— Ну, вот, — сказал Кинто, — как ты, Машка, просила, так я и сделал. Привел. А теперь разбирайтесь сами! Я ничего не знаю — и знать не хочу!
Кинто отвернулся, крупно пошагал прочь, но тут же остановился, нахмурясь.
— Смотри, змея, — проговорил он, грозя Маше пальцем, — смотри, гадюка! Хоть ты моя сестра, но друг мне дороже — учти!
Он потоптался так с минуту, затем махнул рукою и исчез в наплывающей тьме.
Мы остались одни. Было прохладно и тихо, только где-то в травах поскрипывал коростель да время от времени со стороны табора долетали обрывки песен, бряцанье и ржанье коней.
— Чтой-то он говорит — не пойму, — вздохнула Маша. — Все ругают меня, бранят, а пожалеть и некому.
Она усмехнулась, игриво повела плечами. И тут же наморщилась, охнула от боли.
— Твоя работа, черт. Ну, ты ж и злой!
— Сильно болит? — спросил я, исполненный раскаяния и жалости.
— Еще бы, — сказала она, — пощупай-ка сам!
Я осторожно провел ладонью по ее спине, податливой и нервной, как у кошки, и ощутил под тонкой тканью блузки вспухший косой рубец. Да, врезал я ей крепенько — ото всей души!
— Ай, — дернулась Маша, — убери-ка руку. И откуда у тебя такой удар? Рука-то ведь маленькая, почти что детская…
Она взяла мою руку и положила ее себе на колени. Поглаживая ее, перебирая пальцы, сказала, помедлив:
— Совсем детская… Да ты и сам. Говорят, ты блатной, уркаган. Ну, какой же ты уркаган? Ты — маленький, жалко тебя… Иди ко мне, маленький. Прижмись крепче, не бойся.
— Послушай, — сказал я, уязвленный этими ее словами, — как-то странно все получается… Я же тебя отлупил, а ты меня жалеешь.
— Так ведь я — женщина, — ответила она.
Это было сказано так ласково, просто и проникновенно, что я затих, ничего не поняв, но все же ясно почувствовав всю непостижимую колдовскую ее правоту и силу.
Она еще что-то лопотала негромко и певуче, путая цыганские и русские слова… Но я уже плохо соображал. Я качнулся к ней, обнял ее порывисто. И опять она вздрогнула под моей рукой.

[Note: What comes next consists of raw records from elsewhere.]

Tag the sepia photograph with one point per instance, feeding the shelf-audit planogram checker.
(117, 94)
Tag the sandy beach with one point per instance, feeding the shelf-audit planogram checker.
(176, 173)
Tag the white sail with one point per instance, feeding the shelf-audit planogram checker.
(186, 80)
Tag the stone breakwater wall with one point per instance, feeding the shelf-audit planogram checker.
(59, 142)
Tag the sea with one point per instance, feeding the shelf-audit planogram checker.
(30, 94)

— Вот же беда, — рассмеялась она, — теперь и на спину не ляжешь… Но ничего. Как-нибудь! Приспособимся! У нас с тобой вся ночь впереди. Эта ночь — наша!
Губы ее приоткрылись. Я ощутил ее дыхание, костяной холодок зубов… И прошло немало времени, прежде чем мы снова заговорили.

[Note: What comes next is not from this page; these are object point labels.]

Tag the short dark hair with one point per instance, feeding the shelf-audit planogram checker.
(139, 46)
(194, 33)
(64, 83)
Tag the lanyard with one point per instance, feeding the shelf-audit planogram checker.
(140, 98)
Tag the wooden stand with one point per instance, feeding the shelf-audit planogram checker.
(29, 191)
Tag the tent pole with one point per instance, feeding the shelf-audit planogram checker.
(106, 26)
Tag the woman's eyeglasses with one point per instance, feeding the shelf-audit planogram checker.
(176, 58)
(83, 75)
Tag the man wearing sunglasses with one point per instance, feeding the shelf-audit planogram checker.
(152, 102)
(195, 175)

— Эта ночь наша, — пробормотал я, остывая, с трудом переводя дух. — Ну а потом?
— А что — потом? — прищурилась она.
— Неужели у нас одна только эта ночь?
— А ты бы еще хотел?
— Конечно!
— Ну, встретимся завтра — в эту же пору…
— Эх, да я о другом, — проговорил я тоскливо, — я вообще… О будущем…

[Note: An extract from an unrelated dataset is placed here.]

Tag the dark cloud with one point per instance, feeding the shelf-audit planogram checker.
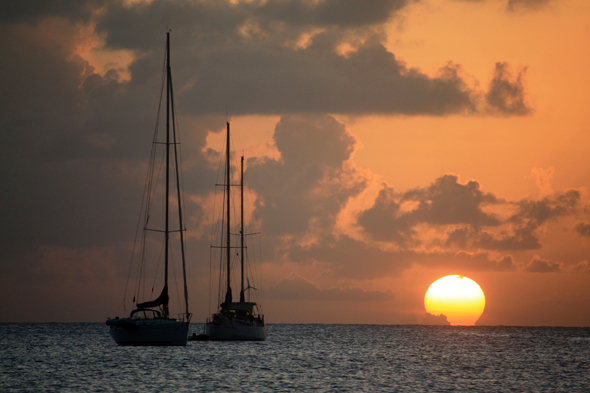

— Во-о-он ты про что, — сказала она протяжливо и завозилась, застегивая блузку, поправляя мятые волосы. — Стоит ли затевать?… Ах, ты действительно маленький! Получил игрушку и не хочешь выпускать из рук. А с игрушкой этой — беда… Слышал, как меня давеча брат обозвал? Ну, может, я и не гадюка, но все же учти: ты со мной еще намаешься. Я ведь и сама с собой маюсь… Зачем тебе это?